Beyond technical performance, several authors have highlighted the importance of considering ethical aspects when fine-tuning and using LLMs for legal tasks. Tripathi et al. (2024), emphasize the risks of racial bias in fine-tuned legal models, suggesting that even in highly regulated environments, LLMs can reproduce discriminatory associations if the base corpus is not adequately filtered. Malic et al. (2023) address ethnic and gender bias in fine-tuned models, highlighting the potential harm in sensitive legal contexts. These findings have motivated proposals, such as active data curation (Bender et al., 2021) and the use of semantic intervention techniques, like CSAFT (Li et al., 2024), which can generate more diverse synthetic samples to strengthen fit and mitigate bias.

Regarding privacy and security, Yao et al. (2024) present a comprehensive analysis of the risks inherent to LLMs, including sensitive data leakage, inadvertent exposure of confidential information, and parameter extraction vulnerabilities. Their work highlights the need for regulatory compliance, especially in contexts such as Europe, where the GDPR imposes specific data protection obligations. In addition, Pesch (2025) analyzes the challenges faced by AI systems in administrative processes, highlighting the importance of ensuring algorithmic transparency and accountability.

The reviewed literature converges on the importance of adapting language models to the structural, semantic, and normative characteristics of legal corpora, consistently reporting performance gains under domain-specific fine-tuning. However, most prior studies evaluate domain adaptation effects in isolation, without explicitly distinguishing between supervision regimes, deployment constraints, and access conditions that characterize real-world legal environments. In particular, comparisons between adapted legal models and large general-purpose LLMs often do not clarify whether observed differences arise from domain specialization, supervised alignment, model scale, or asymmetric fine-tuning accessibility. Consequently, while the effectiveness of legal-domain adaptation is well documented, the literature provides limited insight into how supervision-versus-scale trade-offs behave under realistic deployment regimes. This gap motivates the present work, which formalizes and evaluates a controlled comparison protocol that characterizes these interactions within structured, multi-stage legal automation workflows.

3. Materials and methods

3.1. Problem definition and experimental scope

The processing of administrative legal documents represents a complex challenge for general-purpose language models due to the structural, terminological, and syntactical peculiarities that characterize this type of text. Unlike the language used in open domains, such as social media or news, administrative and regulatory documents are governed by hierarchical discursive logic, with intensive use of technical terms, conditional clauses, and explicit legal references. This formal structure requires NLP models not only to understand the semantics of the content but also to interpret normative relationships, identify legal entities, and operate with a high level of contextual accuracy. Under these conditions, language models pre-trained on large generic corpora tend to present significant limitations in specialized tasks, given that their knowledge is widely but superficially distributed concerning specific domains.

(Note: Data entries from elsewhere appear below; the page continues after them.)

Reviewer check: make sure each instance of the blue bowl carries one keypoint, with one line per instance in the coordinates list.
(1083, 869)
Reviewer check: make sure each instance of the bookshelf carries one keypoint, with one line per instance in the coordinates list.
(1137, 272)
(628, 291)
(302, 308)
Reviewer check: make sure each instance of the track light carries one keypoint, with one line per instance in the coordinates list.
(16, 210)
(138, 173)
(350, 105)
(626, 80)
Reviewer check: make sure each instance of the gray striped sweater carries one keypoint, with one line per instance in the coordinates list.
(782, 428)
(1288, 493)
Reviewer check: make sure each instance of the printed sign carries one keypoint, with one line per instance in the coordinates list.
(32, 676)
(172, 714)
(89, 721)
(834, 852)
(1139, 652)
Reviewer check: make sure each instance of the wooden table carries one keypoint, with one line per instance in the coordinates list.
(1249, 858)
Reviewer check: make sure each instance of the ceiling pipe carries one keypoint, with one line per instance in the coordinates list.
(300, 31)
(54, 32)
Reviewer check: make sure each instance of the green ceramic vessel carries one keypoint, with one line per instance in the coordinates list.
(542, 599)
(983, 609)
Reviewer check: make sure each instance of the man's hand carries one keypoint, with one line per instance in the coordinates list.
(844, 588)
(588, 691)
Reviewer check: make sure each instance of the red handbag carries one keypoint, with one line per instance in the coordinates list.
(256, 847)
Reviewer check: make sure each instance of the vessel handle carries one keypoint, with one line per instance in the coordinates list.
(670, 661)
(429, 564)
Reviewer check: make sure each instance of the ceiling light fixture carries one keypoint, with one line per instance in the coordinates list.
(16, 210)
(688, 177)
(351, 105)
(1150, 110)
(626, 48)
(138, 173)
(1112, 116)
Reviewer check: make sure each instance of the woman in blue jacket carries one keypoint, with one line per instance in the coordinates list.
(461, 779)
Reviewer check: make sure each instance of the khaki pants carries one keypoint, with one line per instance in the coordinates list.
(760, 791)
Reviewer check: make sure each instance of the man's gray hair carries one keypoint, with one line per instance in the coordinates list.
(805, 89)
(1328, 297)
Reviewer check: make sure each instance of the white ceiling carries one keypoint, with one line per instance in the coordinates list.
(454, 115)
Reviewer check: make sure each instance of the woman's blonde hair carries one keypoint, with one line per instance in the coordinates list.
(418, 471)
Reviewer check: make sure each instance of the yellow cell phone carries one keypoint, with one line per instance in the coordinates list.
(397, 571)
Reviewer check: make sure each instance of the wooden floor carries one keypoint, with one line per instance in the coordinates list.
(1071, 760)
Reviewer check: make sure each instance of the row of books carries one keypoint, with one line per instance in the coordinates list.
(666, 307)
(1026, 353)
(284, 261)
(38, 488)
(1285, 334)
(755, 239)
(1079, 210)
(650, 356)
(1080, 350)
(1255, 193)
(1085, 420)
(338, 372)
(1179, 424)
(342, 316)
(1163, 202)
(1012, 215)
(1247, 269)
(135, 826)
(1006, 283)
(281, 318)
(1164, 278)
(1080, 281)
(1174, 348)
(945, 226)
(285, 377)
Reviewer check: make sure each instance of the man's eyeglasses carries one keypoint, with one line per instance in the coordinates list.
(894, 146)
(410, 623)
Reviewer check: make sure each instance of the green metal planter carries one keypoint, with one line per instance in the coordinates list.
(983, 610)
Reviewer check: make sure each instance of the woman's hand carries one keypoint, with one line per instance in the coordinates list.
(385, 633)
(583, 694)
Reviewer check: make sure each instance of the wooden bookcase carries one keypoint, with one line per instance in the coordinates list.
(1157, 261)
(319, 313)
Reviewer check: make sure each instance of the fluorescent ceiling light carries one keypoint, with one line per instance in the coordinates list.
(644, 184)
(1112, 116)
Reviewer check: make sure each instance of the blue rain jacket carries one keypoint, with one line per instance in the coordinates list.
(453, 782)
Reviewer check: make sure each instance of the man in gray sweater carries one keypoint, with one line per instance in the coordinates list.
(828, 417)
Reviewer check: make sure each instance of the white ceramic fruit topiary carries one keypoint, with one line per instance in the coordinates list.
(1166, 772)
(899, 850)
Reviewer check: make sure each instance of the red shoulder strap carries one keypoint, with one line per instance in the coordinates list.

The need to adapt language models to specialized contexts has driven the development of fine-tuning techniques and specific pre-training on corpora aligned with the application domain. In the case of legal and administrative language, this adaptation is critical to ensure robust performance in fundamental tasks such as the classification of regulatory documents, the automated extraction of contractual clauses, and the generation of coherent and legally valid summaries (Bozdag et al., 2024). These tasks, in addition to requiring a deep semantic understanding, necessitate that the model recognize recurring discourse patterns and regulatory elements, such as articles, provisions, annexes, and cross-references. In practice, these functions are essential for reducing the manual workload in document review processes, bidding processes, audits, regulatory compliance analysis, and contract management.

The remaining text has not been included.